As an artist, I understand the history. Even Michelangelo and Manet were censored in their day. The (now beloved) Impressionist, Monet, endured “25 years of censorship, public ridicule and poverty.” Van Gogh, today considered by many a genius, never sold but one painting in his lifetime. Picasso, among the avant-garde artists of his day, was considered degenerate and inappropriate for gallery exhibition.
What about films? Will those parents so quick to ban books ban films the same way? Do they regulate what they and their kids watch to keep out obscene language, violence, torrid story lines, blatant sexuality or misinformation that is so prevalent? Scan through Netflix, or any other film provider, and see how many mindless, negative, frightening, gory themes grace its pages. One cannot get away from the repulsive violence inflicted on film-viewers. Yet we burn books as the offenders.

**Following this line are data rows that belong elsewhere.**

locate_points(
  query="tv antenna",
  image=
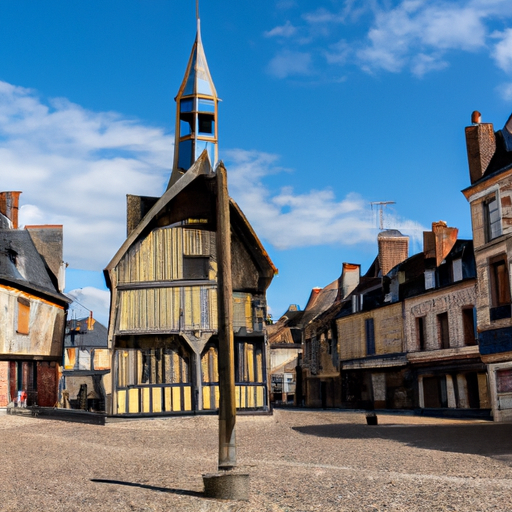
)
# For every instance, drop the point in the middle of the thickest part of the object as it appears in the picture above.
(380, 205)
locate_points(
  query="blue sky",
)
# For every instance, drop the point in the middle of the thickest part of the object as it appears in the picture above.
(327, 106)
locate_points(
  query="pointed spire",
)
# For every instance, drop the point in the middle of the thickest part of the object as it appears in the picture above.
(196, 113)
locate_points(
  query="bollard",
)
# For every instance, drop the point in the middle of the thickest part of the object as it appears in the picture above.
(227, 486)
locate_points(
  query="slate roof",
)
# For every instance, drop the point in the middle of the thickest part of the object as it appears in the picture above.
(21, 266)
(502, 158)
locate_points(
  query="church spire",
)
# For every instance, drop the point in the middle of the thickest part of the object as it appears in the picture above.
(196, 112)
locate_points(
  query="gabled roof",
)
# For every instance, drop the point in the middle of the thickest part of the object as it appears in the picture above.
(21, 265)
(200, 168)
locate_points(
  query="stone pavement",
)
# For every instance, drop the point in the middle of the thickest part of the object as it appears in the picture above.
(297, 461)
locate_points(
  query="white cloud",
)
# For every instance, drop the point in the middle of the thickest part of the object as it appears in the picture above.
(422, 64)
(505, 91)
(75, 168)
(420, 36)
(286, 219)
(78, 173)
(321, 16)
(502, 52)
(287, 63)
(417, 33)
(286, 30)
(90, 299)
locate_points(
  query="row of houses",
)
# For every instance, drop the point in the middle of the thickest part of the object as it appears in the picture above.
(432, 331)
(428, 331)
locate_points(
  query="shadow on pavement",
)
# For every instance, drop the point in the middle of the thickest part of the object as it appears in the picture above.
(487, 439)
(150, 487)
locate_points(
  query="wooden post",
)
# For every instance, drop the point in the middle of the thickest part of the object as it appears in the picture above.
(227, 405)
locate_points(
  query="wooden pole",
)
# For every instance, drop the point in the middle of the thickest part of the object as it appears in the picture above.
(227, 405)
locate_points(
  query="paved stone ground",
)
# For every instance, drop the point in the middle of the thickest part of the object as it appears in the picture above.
(297, 461)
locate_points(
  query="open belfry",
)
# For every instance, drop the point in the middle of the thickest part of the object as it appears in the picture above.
(163, 329)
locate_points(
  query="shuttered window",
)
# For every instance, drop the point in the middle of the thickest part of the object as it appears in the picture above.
(23, 316)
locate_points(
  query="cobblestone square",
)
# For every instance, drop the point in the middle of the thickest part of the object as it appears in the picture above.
(297, 461)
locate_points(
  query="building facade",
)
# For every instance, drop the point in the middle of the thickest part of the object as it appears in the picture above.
(490, 199)
(163, 318)
(33, 309)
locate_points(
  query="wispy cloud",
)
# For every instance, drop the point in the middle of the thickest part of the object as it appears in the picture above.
(416, 36)
(286, 30)
(90, 299)
(287, 219)
(290, 63)
(75, 168)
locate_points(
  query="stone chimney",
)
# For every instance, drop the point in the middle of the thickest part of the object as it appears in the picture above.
(9, 205)
(393, 249)
(349, 279)
(439, 242)
(481, 145)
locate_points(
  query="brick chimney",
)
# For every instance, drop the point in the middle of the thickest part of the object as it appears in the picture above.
(481, 145)
(349, 279)
(439, 242)
(9, 203)
(393, 249)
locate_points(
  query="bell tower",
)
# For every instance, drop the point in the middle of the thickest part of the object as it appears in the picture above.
(196, 113)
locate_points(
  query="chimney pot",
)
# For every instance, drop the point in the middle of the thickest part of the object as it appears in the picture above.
(9, 205)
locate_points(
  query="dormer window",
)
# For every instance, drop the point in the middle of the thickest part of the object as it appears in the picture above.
(23, 324)
(12, 255)
(430, 279)
(492, 217)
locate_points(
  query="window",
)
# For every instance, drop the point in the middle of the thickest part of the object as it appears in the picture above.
(420, 332)
(457, 270)
(23, 316)
(370, 336)
(468, 321)
(430, 279)
(492, 218)
(500, 288)
(195, 267)
(443, 330)
(206, 124)
(248, 362)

Why? Is word more powerful than image? As an artist and writer, I love both images and words for their ability to convey ideas. Aren’t ideas what people are really banning when they go after books? But can they? Can you really ban ideas? Isn’t an idea something free to float in or out of consciousness, something we hang onto if it’s inspiring, informative, important, creative, beautiful, witty, clever, edifying?
You can’t kill ideas. They aren’t material. Somehow they manage to rise above hatred, resurrect themselves in the face of destruction. They are courageous. Precious. Eternal. They’ve an everlasting life of their own. So go ahead, you book-destroying-mongers, spin yourselves silly in futile attempts to destroy what can never die.
Artwork: Title lost, oil, approx. 36″ x 36″ $1,175. This was part of a series I did for my exhibition, Let There Be Light, a few years ago. It’s currently hanging in my daughter’s home. It expresses undaunting energy, the electric vibrancy of light conquering darkness.